Remarque importante :
S’il y a une opération de crédit (offre de monnaie) entre un secteur émetteur et un secteur
détenteur, cela implique l’arrivée d’une nouvelle quantité des moyens de paiement, par contre,
s’il y a une opération de crédit entre deux secteurs détenteurs cette fois-ci il y a uniquement un
transfert de moyen de paiement d’un agent non-financier à un autre agent non-financier, cela ne
modifier ni le volume de la masse monétaire ni le niveau de pouvoir d’achat.
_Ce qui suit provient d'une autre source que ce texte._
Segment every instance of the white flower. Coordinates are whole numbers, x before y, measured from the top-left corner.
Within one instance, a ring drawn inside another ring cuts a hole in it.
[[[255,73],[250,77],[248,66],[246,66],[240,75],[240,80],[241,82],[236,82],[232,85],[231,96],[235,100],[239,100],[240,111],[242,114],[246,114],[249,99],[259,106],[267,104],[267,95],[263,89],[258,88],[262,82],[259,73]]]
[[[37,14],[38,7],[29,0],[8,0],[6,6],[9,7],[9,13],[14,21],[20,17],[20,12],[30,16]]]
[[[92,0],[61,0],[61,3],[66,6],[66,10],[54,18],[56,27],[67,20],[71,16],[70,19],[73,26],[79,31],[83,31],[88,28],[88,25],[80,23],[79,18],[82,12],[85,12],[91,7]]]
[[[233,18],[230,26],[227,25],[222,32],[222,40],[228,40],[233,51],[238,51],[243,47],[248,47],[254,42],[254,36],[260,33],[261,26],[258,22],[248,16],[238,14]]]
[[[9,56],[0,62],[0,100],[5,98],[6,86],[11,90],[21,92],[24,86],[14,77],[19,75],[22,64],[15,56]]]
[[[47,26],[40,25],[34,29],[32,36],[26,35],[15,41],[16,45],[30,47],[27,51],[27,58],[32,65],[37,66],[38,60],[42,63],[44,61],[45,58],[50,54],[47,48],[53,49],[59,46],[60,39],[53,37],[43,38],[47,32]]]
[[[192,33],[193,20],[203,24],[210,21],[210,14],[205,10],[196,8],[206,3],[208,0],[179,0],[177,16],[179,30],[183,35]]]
Les contreparties de la masse monétaire
Question : Quelles sont les contreparties de la masse monétaire ?
-Première opération :
Devise la première contrepartie de la masse monétaire, ce sont les avoirs extérieurs (devises).
Question : S’agit-il (devises) des moyens de paiement ou non ?
On se référant à la définition étroite, il ne s’agit pas des moyens de paiement, par contre, on se
référant à la définition large, les devises sont considérées en autant que moyens de paiement.
Chaque fois qu’il y est entré sur le territoire national, il s’agit alors d’une arrivée de pouvoir
d’achat de plus, donc, il y aura attribution d’un pouvoir d’achat équivalent en monnaie
nationale.
Remarque importante :
Si cette demande de change (de transformation) est par une intervention d’un secteur émetteur
la conséquence l’arrivée d’une quantité de moyens de paiement qui n’existait pas auparavant,
donc, on parle d’une augmentation du volume de la masse monétaire. Par contre, si cette
opération de change, elle a passé entre deux secteurs détenteurs cela ne modifier pas le volume
de la masse monétaire, car on utilisait une quantité de moyens de paiement qui existe déjà.
Remarque :
Si l’entrer de devises modifie la masse monétaire à la hausse, la sortie de devises réduit la masse
monétaire (on parle de destruction monétaire.)
-Deuxième opération : Crédit (créance) :
Les différentes opérations de créance sont : crédit de trésorerie; crédit d'équipement; crédit
immobilier; crédit de consommation; crédit d’investissement. Ces crédits sont octroyés aux
secteurs détenteurs (voir secteur détenteur).
Vitesse de circulation de la monnaie
Question : Quelle est la vitesse de la circulation de la monnaie ?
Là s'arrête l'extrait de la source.